Les risques sismiques sont importants en Wallonie. C'est le constat d'une étude européenne menée par une cinquantaine de scientifiques. Ils ont dressé les premières cartes harmonisées de l'aléa sismique en Europe, rapportait ce week-end le journal français Le Monde.

 

De Liège à Verviers et de Quiévrain jusque Charleroi

En Belgique, l'est du pays est le plus à risque: de Liège à Verviers. Dans le Hainaut: le risque se concentre de Quiévrain, à la frontière, jusque Charleroi. Sur la carte des chercheurs, ces zones sont en rouge. "Dans nos régions, il y a toute la partie est qui a un aléa assez élevé et la zone du Hainaut est une zone où l’aléa calculé est relativement élevé également.

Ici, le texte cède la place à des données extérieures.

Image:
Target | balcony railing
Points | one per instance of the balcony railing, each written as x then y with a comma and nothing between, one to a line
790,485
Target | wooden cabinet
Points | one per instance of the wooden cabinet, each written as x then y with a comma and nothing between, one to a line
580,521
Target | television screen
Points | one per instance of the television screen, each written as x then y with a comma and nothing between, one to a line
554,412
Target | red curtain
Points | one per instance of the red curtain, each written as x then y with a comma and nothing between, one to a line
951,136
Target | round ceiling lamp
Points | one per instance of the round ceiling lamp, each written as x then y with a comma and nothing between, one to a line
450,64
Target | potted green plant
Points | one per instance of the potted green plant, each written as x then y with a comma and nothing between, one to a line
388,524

Ce que cette carte indique très clairement c’est qu’au nord des Alpes, en Belgique et dans les régions voisines aux Pays-Bas et en Allemagne et à travers toute la Belgique jusqu’au sud de la mer du Nord, on est dans la zone de cette partie de l’Europe où l’aléa sismique est le plus élevé", a expliqué Thierry Camelbeeck, sismologue à l'Observatoire Royal de Belgique qui a participé à cette étude, au micro de Céline Hurner pour Bel RTL.

 

Quel est le risque?

Les scientifiques ont estimé que sur 50 ans, il y a un risque sur dix de séisme. Un tremblement de terre qui pourrait causer des dégâts voir des destructions de maisons. L'objectif des cartes est de permettre d'affiner les règles parasismiques européennes, pour les industriels et exploitants d'installation sensibles (nucléaire). "Ça veut dire que dans ces régions-là, un tremblement de terre peut provoquer des dégâts qui peuvent être relativement importants comme dans le cas du tremblement de terre de Liège en 1983. Dans les normes de construction parasismique pour lesquelles il y a un document belge qui existe, pour toute nouvelle construction, il y a moyen en suivant toutes ces directives de construire de manière à pouvoir résister à ce type de tremblement de terre", a encore précisé M. Camelbeek. Le danger de tremblement de terre est le plus élevé en Turquie, en Grèce et en Italie.

 

L'étude a duré quatre ans

Le programme Share (seismic hazard harmonization in europe) a duré 4 ans et a été financé à 80% par l'Union européenne (4,1 millions d'euros). Il a fédéré 13 pays et mobilisé sismologues, tectoniciens, géodésiens et ingénieurs du génie civil. Le programme s'est clôturé en juin.